Delilah leaned the bike into a wide turn and directed herself towards the shack and, hopefully, some answers.
CHAPTER FOUR
The shack wasn't much to look at, just four scrap wooden walls under a corrugated tin roof. The only impressive thing about it was that had somehow survived the sun, wind, and rare rainstorm out in the middle of the west Texas desert. An errant strand of cable ran up one of the walls to a corner of the roof where it looked like a fixture had been bolted long ago. Delilah's theory was that it had been a radio array at one point. She liked the thought of it, some diode nerd out here, in the middle of nowhere, sending out signals and reaching for the very human contact he had hidden from.
O
f course, she was much more interested in its likely current occupant.
She parked her bike outside and pulled off her helmet, hanging it from one of the handlebars. What had seemed like a brilliant idea back in town now left her with a dry mouth and a fluttering in her stomach.
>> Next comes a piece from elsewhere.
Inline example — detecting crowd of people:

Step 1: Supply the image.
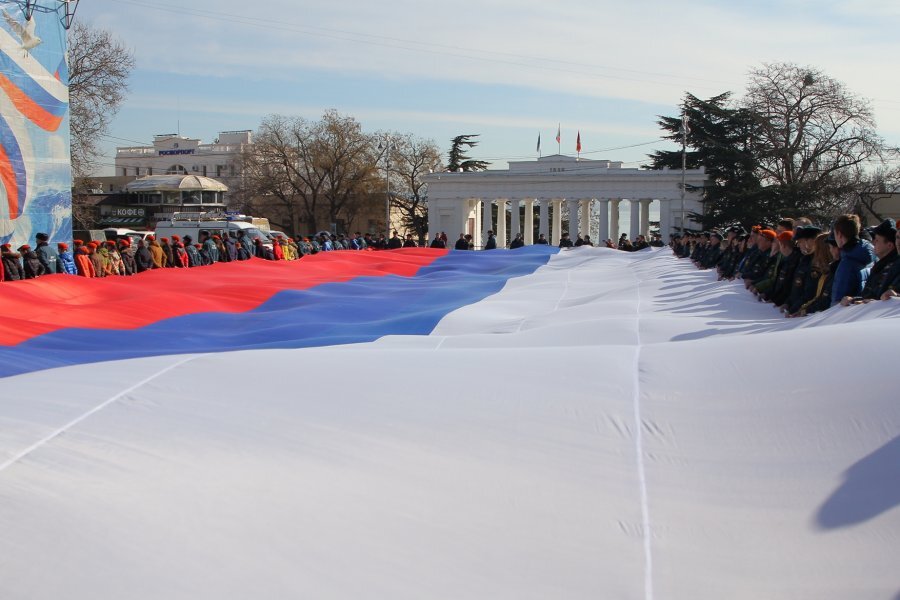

"Melchizedek?" she called softly, stepping through the doorway, waiting for her eyes to adjust to the gloom.
It was like an oven inside, hot and stuffy, smelling of faint decay. She wouldn't be able to stand it for long. She didn't think her quarry would have a problem.
"Mel?"
Two bright pinpoints of cerulean blue appeared in the lower corner of the shed, and it took all of Delilah's courage to keep herself from yelping and jumping back out of the shack.
The pinpoints swept up together in the blackness, rising to Melchizedek's height.
"How did you find me?" His voice was placid, almost normal.
Delilah stood her ground as his eyes approached through the darkness, but the cadence of her words betrayed her nervousness. "It wasn't too hard to figure out. You would have needed a place to hide during the day, and those men, the ones with the guns, would be able to find all the easy ones, like the water tower or the Spot. This place isn't far for someone as fast as you are, and nobody knows about it. Except me, I guess."
The blue sparks halted in their advance, peering down at her.
Delilah's own eyes were adjusting to the dimness. She could see the scattered debris around the floor, a ratty sleeping bag and a rusted out cook-pot, left by the shack's builder or a later inhabitant. Melchizedek, however, remained an inky shadow right in front of her.
"How did you know I hadn't left?"
"You haven't gotten what you wanted yet."
A rattle emanated from the shadow. It may have been a chuckle. "Clever girl. Why are you--"
She stumbled, almost swooning.
His thin bone-white hands emerged from shadow to catch her by the shoulders with an incredibly strong grip. "Are you okay?"